DTE Front Group Launches Misinformation Campaign Against Grassroots Public Power Effort
April 21, 2026
Ann Arbor, Michigan. DTE Energy has launched a massive misinformation campaign against public power. The new industry-funded front group “Ann Arbor Responsible Energy Coalition” started aggressive social media ads and paid canvassing last week. The campaign uses out-of-state donations to spread false conclusions from a DTE-funded study, wildly exaggerating the costs of municipalizing the local electric grid and attempting to mislead Ann Arbor voters during a pro-democratic, grassroots ballot initiative to establish a public power board.

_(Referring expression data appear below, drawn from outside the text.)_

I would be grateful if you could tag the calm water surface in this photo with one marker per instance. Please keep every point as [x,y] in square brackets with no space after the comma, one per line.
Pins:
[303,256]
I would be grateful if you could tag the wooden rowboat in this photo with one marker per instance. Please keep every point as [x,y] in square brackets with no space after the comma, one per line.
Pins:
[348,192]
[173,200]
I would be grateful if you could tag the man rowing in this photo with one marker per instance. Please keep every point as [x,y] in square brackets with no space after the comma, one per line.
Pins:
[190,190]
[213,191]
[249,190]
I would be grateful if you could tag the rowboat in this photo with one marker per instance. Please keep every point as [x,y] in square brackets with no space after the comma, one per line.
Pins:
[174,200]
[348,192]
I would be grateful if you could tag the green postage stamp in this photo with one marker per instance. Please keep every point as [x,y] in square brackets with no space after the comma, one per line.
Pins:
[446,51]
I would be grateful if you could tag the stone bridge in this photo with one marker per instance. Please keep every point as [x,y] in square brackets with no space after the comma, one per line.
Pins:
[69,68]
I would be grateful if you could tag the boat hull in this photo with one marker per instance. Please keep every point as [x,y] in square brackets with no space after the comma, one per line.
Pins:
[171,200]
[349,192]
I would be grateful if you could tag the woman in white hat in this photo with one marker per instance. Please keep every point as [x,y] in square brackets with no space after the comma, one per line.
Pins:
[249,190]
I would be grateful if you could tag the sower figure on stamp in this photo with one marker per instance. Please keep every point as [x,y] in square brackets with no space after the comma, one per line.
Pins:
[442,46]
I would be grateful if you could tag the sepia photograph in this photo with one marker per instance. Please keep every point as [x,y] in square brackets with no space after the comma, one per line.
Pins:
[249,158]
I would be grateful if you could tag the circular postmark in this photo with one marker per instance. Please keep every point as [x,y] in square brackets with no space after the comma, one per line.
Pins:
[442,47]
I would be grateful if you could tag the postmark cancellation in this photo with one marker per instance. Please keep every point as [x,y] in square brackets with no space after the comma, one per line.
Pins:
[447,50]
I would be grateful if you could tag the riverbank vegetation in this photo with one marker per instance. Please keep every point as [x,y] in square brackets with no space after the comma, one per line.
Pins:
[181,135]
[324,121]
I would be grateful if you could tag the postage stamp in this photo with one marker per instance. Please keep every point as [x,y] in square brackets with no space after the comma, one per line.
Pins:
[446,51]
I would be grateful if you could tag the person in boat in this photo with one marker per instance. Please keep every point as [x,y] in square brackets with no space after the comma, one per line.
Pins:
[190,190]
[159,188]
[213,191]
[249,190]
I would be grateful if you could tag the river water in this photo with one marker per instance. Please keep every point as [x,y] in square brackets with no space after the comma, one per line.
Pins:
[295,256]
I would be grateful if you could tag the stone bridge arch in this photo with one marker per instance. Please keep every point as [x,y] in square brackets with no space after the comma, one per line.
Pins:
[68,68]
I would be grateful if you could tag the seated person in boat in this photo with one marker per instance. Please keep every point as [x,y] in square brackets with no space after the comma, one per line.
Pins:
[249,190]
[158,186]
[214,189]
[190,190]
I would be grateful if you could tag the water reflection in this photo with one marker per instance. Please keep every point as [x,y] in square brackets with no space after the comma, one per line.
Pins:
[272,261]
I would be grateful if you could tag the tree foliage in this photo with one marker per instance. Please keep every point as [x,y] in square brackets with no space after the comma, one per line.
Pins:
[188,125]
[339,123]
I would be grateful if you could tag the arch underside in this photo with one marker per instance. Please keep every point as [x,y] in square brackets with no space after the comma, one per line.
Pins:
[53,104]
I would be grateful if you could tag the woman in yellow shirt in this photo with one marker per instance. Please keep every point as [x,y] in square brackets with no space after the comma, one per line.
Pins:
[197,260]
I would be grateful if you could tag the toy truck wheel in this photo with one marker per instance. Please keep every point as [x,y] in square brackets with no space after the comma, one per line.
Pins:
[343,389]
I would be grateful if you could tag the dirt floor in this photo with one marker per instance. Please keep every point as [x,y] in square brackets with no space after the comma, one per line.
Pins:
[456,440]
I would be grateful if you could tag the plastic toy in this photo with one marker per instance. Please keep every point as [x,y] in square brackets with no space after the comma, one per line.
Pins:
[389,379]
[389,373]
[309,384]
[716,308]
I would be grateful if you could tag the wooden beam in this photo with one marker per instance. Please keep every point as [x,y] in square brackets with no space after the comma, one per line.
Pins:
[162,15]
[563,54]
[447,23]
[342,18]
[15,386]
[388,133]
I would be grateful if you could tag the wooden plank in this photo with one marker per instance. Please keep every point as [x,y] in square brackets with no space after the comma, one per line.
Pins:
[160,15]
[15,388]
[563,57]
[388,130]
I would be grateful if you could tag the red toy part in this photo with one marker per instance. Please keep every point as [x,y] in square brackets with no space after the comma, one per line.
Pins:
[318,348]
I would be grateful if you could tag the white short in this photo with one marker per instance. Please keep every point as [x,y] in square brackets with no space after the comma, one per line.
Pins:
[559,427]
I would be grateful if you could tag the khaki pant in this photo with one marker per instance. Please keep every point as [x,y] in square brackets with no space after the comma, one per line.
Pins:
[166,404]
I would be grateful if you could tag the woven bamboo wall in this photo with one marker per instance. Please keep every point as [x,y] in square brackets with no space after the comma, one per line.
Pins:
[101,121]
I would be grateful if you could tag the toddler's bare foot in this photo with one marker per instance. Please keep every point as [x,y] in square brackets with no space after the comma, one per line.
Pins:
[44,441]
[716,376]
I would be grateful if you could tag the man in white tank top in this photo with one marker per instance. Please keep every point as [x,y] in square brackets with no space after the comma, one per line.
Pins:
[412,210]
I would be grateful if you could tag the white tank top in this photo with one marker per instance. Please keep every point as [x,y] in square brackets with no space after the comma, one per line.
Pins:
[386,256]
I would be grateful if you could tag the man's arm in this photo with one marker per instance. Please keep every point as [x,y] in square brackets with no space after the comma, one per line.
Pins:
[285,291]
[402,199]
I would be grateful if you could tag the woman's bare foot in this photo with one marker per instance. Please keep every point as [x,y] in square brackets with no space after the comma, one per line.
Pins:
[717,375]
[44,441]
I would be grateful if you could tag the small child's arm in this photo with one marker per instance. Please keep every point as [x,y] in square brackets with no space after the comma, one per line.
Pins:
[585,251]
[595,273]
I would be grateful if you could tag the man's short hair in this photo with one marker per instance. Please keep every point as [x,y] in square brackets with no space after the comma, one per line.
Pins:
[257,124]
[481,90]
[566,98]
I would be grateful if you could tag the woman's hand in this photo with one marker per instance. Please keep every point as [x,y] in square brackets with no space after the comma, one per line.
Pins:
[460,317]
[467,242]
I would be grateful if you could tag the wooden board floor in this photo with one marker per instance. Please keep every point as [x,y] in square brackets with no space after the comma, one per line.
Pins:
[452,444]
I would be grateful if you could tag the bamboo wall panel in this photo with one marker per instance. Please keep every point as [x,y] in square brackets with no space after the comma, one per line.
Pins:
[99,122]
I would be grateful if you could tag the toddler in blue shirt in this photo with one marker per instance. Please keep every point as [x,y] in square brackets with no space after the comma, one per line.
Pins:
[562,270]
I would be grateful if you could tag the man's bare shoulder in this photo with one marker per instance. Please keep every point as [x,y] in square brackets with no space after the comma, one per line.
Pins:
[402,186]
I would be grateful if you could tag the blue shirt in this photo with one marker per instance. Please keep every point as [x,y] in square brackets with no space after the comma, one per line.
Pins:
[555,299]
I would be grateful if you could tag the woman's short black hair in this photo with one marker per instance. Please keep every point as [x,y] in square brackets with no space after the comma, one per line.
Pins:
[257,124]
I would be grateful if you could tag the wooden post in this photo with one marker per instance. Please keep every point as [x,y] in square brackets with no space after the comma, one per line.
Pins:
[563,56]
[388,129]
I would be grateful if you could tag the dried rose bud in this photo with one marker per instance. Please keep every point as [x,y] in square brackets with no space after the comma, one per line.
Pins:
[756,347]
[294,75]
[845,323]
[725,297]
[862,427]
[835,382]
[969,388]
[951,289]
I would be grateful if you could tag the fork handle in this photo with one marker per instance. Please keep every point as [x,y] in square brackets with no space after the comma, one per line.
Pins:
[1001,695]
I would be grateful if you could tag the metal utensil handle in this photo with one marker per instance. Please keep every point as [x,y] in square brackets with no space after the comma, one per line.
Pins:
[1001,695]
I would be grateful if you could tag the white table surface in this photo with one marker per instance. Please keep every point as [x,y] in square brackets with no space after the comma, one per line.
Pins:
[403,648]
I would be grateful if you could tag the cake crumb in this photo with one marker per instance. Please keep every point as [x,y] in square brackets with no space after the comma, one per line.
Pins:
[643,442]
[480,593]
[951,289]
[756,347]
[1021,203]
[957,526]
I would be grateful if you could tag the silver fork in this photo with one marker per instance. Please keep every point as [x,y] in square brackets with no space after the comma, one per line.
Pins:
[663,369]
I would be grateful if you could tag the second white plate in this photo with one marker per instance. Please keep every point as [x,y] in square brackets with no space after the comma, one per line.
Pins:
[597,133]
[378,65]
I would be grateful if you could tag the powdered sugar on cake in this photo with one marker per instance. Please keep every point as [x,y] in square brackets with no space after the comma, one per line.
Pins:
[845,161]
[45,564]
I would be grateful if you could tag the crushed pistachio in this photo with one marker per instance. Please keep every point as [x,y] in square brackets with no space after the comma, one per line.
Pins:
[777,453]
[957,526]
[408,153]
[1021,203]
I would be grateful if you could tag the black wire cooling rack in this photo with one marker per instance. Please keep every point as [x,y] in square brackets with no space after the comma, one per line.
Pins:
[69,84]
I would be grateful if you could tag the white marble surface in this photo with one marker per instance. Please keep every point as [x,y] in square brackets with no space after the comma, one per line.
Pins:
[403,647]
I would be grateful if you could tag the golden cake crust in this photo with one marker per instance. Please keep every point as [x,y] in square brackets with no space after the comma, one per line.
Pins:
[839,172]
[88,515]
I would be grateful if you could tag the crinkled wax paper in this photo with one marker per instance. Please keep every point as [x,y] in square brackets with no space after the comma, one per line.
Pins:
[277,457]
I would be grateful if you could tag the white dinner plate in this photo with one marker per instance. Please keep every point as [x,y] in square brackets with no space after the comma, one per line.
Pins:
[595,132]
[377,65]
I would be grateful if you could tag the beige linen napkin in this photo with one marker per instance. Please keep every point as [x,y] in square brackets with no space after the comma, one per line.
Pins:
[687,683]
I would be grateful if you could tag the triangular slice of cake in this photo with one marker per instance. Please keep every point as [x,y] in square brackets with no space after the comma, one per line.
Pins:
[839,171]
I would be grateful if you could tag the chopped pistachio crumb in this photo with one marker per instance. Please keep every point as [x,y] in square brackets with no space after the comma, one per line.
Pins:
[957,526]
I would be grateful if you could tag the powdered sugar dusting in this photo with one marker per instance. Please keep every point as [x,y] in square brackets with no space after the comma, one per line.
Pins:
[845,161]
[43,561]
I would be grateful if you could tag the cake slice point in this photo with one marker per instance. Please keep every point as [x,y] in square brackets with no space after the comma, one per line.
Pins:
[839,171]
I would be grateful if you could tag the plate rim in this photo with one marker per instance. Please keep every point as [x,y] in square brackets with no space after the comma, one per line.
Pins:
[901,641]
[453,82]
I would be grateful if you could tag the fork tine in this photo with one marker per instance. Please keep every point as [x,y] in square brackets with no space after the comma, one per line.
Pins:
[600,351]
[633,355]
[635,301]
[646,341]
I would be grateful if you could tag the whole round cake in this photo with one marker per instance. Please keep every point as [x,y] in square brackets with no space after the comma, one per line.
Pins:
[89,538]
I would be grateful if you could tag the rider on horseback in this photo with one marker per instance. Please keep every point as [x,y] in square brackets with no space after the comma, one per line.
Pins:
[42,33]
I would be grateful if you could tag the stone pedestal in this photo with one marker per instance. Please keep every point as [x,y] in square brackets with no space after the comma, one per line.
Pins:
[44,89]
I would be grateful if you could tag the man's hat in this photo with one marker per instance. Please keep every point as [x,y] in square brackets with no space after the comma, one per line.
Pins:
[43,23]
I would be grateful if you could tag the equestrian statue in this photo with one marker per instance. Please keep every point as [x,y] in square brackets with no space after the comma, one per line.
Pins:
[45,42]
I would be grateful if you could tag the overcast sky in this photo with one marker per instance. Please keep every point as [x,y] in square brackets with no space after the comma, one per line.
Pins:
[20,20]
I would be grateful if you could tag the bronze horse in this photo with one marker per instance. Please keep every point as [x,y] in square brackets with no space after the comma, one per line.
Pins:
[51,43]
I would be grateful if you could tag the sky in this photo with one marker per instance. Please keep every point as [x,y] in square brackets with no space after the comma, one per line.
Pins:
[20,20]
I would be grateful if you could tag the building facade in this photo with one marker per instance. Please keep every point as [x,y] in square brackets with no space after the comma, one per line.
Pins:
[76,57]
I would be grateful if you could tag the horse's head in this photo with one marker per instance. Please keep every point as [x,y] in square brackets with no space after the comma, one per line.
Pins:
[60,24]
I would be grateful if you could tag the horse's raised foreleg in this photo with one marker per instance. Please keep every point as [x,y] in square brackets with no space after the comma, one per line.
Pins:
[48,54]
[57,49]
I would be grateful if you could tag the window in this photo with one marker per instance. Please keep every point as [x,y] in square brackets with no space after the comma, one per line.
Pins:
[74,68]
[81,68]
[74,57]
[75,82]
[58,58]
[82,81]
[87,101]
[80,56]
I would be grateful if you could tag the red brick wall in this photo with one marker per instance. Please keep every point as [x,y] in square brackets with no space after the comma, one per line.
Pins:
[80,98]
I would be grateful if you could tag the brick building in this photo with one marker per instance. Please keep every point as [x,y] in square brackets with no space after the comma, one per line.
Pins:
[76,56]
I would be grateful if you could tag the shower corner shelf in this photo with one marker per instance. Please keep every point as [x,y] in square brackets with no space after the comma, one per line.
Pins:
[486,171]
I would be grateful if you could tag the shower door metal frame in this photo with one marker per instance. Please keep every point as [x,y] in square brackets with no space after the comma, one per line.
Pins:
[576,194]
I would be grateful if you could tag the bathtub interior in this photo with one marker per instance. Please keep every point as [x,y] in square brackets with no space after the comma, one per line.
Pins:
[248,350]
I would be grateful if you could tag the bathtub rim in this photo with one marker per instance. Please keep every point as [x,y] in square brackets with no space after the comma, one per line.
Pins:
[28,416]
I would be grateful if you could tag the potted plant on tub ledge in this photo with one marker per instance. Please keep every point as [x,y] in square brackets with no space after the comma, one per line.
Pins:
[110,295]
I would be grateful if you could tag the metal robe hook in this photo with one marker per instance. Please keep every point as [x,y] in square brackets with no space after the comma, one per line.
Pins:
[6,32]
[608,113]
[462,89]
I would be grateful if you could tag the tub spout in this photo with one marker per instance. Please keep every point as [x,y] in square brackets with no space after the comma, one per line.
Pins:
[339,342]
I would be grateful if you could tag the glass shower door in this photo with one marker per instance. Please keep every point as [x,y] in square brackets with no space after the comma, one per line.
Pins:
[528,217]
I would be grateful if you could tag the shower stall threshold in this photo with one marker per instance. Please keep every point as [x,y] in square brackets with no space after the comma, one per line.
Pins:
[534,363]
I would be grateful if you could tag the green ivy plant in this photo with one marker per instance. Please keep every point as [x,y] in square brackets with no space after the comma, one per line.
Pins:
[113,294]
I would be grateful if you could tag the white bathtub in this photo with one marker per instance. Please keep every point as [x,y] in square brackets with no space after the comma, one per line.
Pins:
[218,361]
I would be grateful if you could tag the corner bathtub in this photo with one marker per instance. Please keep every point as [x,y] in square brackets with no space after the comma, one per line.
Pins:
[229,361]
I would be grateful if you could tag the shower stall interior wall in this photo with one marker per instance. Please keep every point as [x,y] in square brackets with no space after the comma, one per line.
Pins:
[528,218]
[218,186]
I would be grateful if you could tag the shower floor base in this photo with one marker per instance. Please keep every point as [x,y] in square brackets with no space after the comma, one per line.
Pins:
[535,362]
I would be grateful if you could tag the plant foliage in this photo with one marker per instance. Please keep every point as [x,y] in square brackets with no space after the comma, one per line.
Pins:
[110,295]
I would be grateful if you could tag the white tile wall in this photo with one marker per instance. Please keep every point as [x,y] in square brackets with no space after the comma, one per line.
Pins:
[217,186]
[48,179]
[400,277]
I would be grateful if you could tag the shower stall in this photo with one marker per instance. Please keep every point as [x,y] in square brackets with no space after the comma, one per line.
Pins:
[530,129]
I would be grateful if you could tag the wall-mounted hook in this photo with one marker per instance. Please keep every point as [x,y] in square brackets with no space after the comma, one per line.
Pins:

Last week, public power organizers discovered that the “Ann Arbor Responsible Energy Coalition” website under construction, was populated with “expert opinions” against public power – in Clearwater, Florida. A Tampa Bay Times investigation into industry-backed actors found other links between the Clearwater anti-municipalization campaign and those in Maine and Ann Arbor, suggesting a coordinated nationwide effort to discredit public power. The anti-public power campaign in Clearwater has been reported engaging in predatory canvassing tactics, opening the question as to whether or not similar tactics will be used in Ann Arbor.
“Establishing a faux grassroots group to undermine real local organizations like ours, or ‘astroturfing,’ is a deplorable tactic,” said Ann Arbor for Public Power (A2P2) Executive Director Brian Geiringer. “Instead of engaging in open debate, DTE is subverting democracy by using a front group to spread fear and misinformation. We believe Ann Arborites will see through the deception.”
According to campaign disclosures, the Ann Arbor Responsible Energy Coalition’s original mailing address is One Energy Plaza: DTE Energy’s headquarters. The only donations reported in A2REC’s campaign finance filings are multiple $25,000 donations from outside of Ann Arbor – including from the national investor-owned utility lobby in Washington, DC. Its website cites figures from an “independent analysis” by Charles River Associates, when in fact DTE paid entirely for the study. The assumptions behind its cost estimates are largely false, which A2P2 has documented in a point-by-point rebuttal. “As we’ve shown, the real costs of municipalizing are many times lower than the study’s estimate, and nowhere approach a billion dollars, or even half that,” says Geiringer. “The public benefits, in terms of clean energy, greater reliability, and lower rates in the long term, would be enormous. And our current ballot initiative, to establish a public utility governance structure, would cost taxpayers basically nothing.”
A2P2 is now petitioning to place a charter amendment on the November ballot. Approval would set the process for creating in 2028 the utility governing board, with five elected and four appointed members, including one seat reserved for organized labor. Costs would be minimal. A separate future referendum would be necessary for the city utility to acquire DTE’s assets and serve local ratepayers.